## Loading Libraries

In [20]:
import pandas as pd
import numpy as np
import re
import nltk
from nltk.corpus import stopwords
from sklearn.feature_extraction.text import CountVectorizer
from sklearn.linear_model import LogisticRegression
from sklearn.preprocessing import LabelEncoder
from sklearn.metrics import accuracy_score, precision_score, recall_score, f1_score, classification_report
from sklearn.model_selection import train_test_split
from sklearn.feature_extraction.text import TfidfVectorizer
from wordcloud import WordCloud
from PIL import Image

## Loading Datasets

In [21]:

# Load the dataframe
train_data = pd.read_csv('data/train.csv')
test_data = pd.read_csv('data/test.csv')

## Cleaning The Dataset

In [22]:
# Fill missing values in 'TEXT' column with a placeholder
placeholder = "THE"  # Define your placeholder
train_data['TEXT'].fillna(placeholder, inplace=True)
test_data['TEXT'].fillna(placeholder, inplace=True)

# Function to clean and preprocess the text
def clean_text(text):
    # Placeholder example for cleaning, add your own process
    text = re.sub(r'[^a-zA-Z]', ' ', text.lower())
    text = re.sub(r'<[^>]*>', ' ', text)
    tokens = nltk.word_tokenize(text)
    stop_words = set(stopwords.words('english'))
    cleaned_text = ' '.join([word for word in tokens if word not in stop_words])
    return cleaned_text

# Apply the cleaning function to the 'TEXT' column
train_data['CLEAN_TEXT'] = train_data['TEXT'].apply(clean_text)
test_data['CLEAN_TEXT'] = test_data['TEXT'].apply(clean_text)


The behavior will change in pandas 3.0. This inplace method will never work because the intermediate object on which we are setting values always behaves as a copy.

For example, when doing 'df[col].method(value, inplace=True)', try using 'df.method({col: value}, inplace=True)' or df[col] = df[col].method(value) instead, to perform the operation inplace on the original object.


  train_data['TEXT'].fillna(placeholder, inplace=True)
The behavior will change in pandas 3.0. This inplace method will never work because the intermediate object on which we are setting values always behaves as a copy.

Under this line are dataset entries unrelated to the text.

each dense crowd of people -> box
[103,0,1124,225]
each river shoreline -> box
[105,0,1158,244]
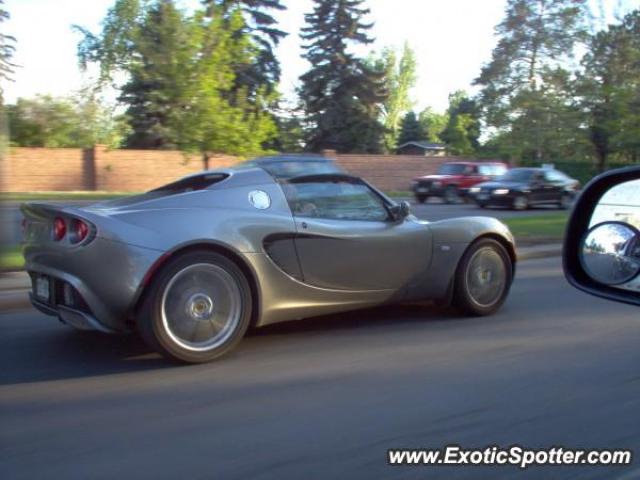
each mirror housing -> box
[389,200,411,222]
[562,167,640,305]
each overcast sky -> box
[2,0,638,110]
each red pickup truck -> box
[411,162,509,203]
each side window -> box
[284,181,389,222]
[544,170,565,183]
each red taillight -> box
[53,217,67,242]
[73,220,89,243]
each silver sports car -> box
[22,156,515,362]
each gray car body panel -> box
[23,168,513,331]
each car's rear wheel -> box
[453,238,513,315]
[444,185,460,203]
[138,252,252,363]
[512,195,529,210]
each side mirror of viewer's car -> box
[562,167,640,305]
[389,201,411,222]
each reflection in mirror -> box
[580,180,640,291]
[580,222,640,285]
[589,180,640,229]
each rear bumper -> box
[24,238,162,332]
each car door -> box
[544,170,566,202]
[285,175,431,290]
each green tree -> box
[79,0,276,160]
[7,93,125,148]
[203,0,287,98]
[418,107,449,143]
[440,90,480,155]
[398,111,425,146]
[475,0,587,160]
[298,0,386,153]
[577,10,640,171]
[370,42,417,152]
[0,0,16,105]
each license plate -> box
[36,277,49,302]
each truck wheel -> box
[444,185,460,203]
[453,238,513,316]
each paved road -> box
[408,199,558,221]
[0,258,640,480]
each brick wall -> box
[332,152,448,190]
[1,145,456,192]
[95,146,239,192]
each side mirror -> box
[389,201,411,222]
[562,167,640,305]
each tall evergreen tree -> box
[475,0,587,160]
[79,0,276,155]
[577,10,640,170]
[0,0,16,105]
[418,107,449,143]
[299,0,386,153]
[370,42,417,152]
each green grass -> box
[503,212,569,241]
[0,247,24,270]
[0,192,135,202]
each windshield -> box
[438,163,467,175]
[258,160,342,179]
[498,168,535,183]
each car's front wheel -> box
[453,238,513,315]
[137,251,252,363]
[511,195,529,210]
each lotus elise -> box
[22,156,516,363]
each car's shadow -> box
[0,305,466,385]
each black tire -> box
[511,194,529,211]
[444,185,460,203]
[558,193,573,210]
[136,251,252,363]
[452,238,513,316]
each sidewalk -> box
[0,243,562,312]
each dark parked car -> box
[236,154,344,179]
[412,162,509,203]
[562,167,640,305]
[22,162,516,362]
[469,168,580,210]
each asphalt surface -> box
[0,258,640,480]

For example, when doing 'df[col].method(value, inplace=True)', try using 'df.method({col: value}, inplace=True)' or df[col] = df[col].method(value) instead, to perform the operation inplace on the original object.


  test_data['TEXT'].fillna(placeholder, inplace=True)


## Creating WordClouds

In [28]:


def generate_wordcloud(text, mask_path, output_path):
    mask = np.array(Image.open(mask_path))
    stopwords_set = set(stopwords.words('english'))  # Convert stopwords to a set
    wordcloud = WordCloud(width=800, height=800, background_color='black', mask=mask, contour_width=3, contour_color='steelblue', stopwords=stopwords_set)
    wordcloud.generate(text)
    wordcloud.to_file(output_path)

# Generate word cloud for positive reviews
positive_reviews = ' '.join(train_data[train_data['LABEL'] == 1]['CLEAN_TEXT'])
generate_wordcloud(positive_reviews, 'images/up.png', 'word_clouds/positive_wordcloud.png')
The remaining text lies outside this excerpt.